Gehen Sie selbst denn noch auf die Wiesn?
Ja. Aber dieses Kribbeln, das ich früher empfunden habe, hab ich nicht mehr. Ich brauche es nicht, um Punkt 19 Uhr auf den Wiesn-Tisch zu springen und "Hulapalu" zu trällern. Heuer bin ich primär mit den zwei jüngsten meiner drei Kinder unterwegs.

Cosima (11, d. Red.) und Silas (7) sind dieses Jahr die rasenden Wiesn-Reporter bei Corinna Binzer, die ja bei "München.TV" die Wiesn-Sendungen mitmoderiert.

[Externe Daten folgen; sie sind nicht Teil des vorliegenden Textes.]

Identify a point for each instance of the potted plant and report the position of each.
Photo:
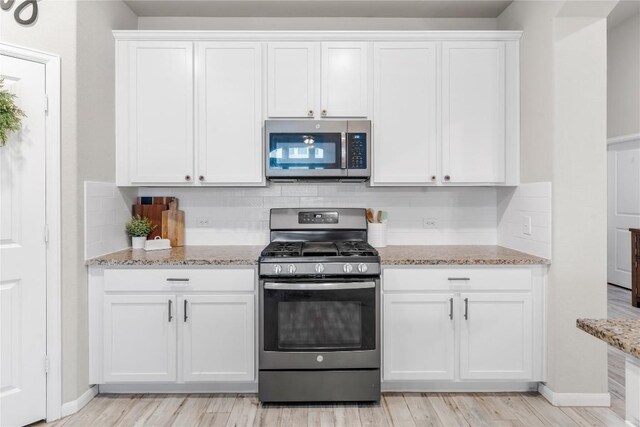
(10, 115)
(139, 228)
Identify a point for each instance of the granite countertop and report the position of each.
(391, 255)
(185, 255)
(623, 334)
(456, 255)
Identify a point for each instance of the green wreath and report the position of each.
(10, 115)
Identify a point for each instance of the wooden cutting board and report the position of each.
(173, 224)
(154, 213)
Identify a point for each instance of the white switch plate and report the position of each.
(203, 222)
(526, 225)
(429, 223)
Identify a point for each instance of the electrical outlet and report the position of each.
(429, 223)
(203, 222)
(526, 225)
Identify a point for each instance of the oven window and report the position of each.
(324, 320)
(320, 324)
(304, 151)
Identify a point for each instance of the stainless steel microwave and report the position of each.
(310, 150)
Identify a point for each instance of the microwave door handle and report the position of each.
(343, 150)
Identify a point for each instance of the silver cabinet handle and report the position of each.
(343, 150)
(177, 279)
(319, 286)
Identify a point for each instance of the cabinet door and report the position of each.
(344, 79)
(160, 112)
(418, 337)
(139, 338)
(473, 112)
(291, 79)
(229, 87)
(404, 107)
(218, 340)
(496, 336)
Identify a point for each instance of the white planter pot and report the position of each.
(138, 242)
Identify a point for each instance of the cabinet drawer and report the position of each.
(179, 279)
(447, 279)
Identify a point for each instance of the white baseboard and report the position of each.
(574, 399)
(75, 405)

Sie hat auch in der Gastronomie gearbeitet, wir sind seit langem befreundet.

Was ist Ihr Antrieb, Ihr Motor?
Ich will die Welt verändern, einen kleinen Beitrag mit Tiefgang dazu leisten, vielleicht sogar mit diesem Buch. Ich mag auch keine Ungerechtigkeiten und will, dass man alles mit Anstand regelt. Heiligenschein hab ich aber keinen. Dafür eine sensible, tolle, schöne Frau, die Mareike, eine Frau mit viel Gespür. Das überträgt sich.

"Windhund": Warum Leo Reisinger bei seiner Frau zunächst abblitzte

Wie haben Sie Ihre Frau eigentlich kennengelernt?
Das war 2003 im Robinson-Club, Mareike hatte dort mein Erbe als Snowboard-Lehrer angetreten und sie hat mir gleich gefallen. Leider eilte mir da mein Ruf voraus – und ich hatte erst mal keine Chance bei ihr. Denn als Animateur giltst du als Windhund. Es hat dann drei Jahre gedauert, bis wir zusammengekommen sind.